# found theater loungers locally *but what make* pics and ?? inside



## s52e368 (Jan 11, 2010)

so i found these motorized loungers locally. set of three, convertible to single and loveseat. any help identifying ?

also note in the pic the pillow tops can come off for a more contempo look.

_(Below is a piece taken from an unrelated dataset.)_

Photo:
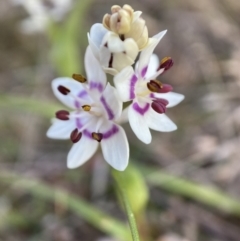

http://www.carlpardue.com/guest/Gallery/Theater/loungers/PLUG.JPG
http://www.carlpardue.com/guest/Gallery/Theater/loungers/Profile.JPG
http://www.carlpardue.com/guest/Gallery/Theater/loungers/front.JPG
http://www.carlpardue.com/guest/Gallery/Theater/loungers/front_opt.JPG


----------



## mechman (Feb 8, 2007)

I have no idea what they are Carl but they sure look nice. And welcome to the Shack by the way! :wave:


----------



## s52e368 (Jan 11, 2010)

thank you, im picking them up on friday this week..


----------



## tonyvdb (Sep 5, 2007)

The plug you show in the first picture looks like a European or non 120v plug are you over the big pond? Otherwise I doupt that the power recliners will work in North America.


----------



## s52e368 (Jan 11, 2010)

tonyvdb said:


> The plug you show in the first picture looks like a European or non 120v plug are you over the big pond? Otherwise I doupt that the power recliners will work in North America.


nope im in NC 
the motors are dual voltage and will work here.


----------



## s52e368 (Jan 11, 2010)

got em in and working only 2 required a 3$ plug adapter. 
ladies and gents the 3 row 5hundy electric loungers  
(changed the config to single and loveseat)


----------



## usrsld (Feb 3, 2009)

Looks great! Congratulations on a nice addition to your theater. Would like to see a couple more pictures.

What size screen do you have and what's your eye distance from the screen?


----------



## s52e368 (Jan 11, 2010)

usrsld said:


> Looks great! Congratulations on a nice addition to your theater. Would like to see a couple more pictures.
> 
> What size screen do you have and what's your eye distance from the screen?


check my build thread out.


----------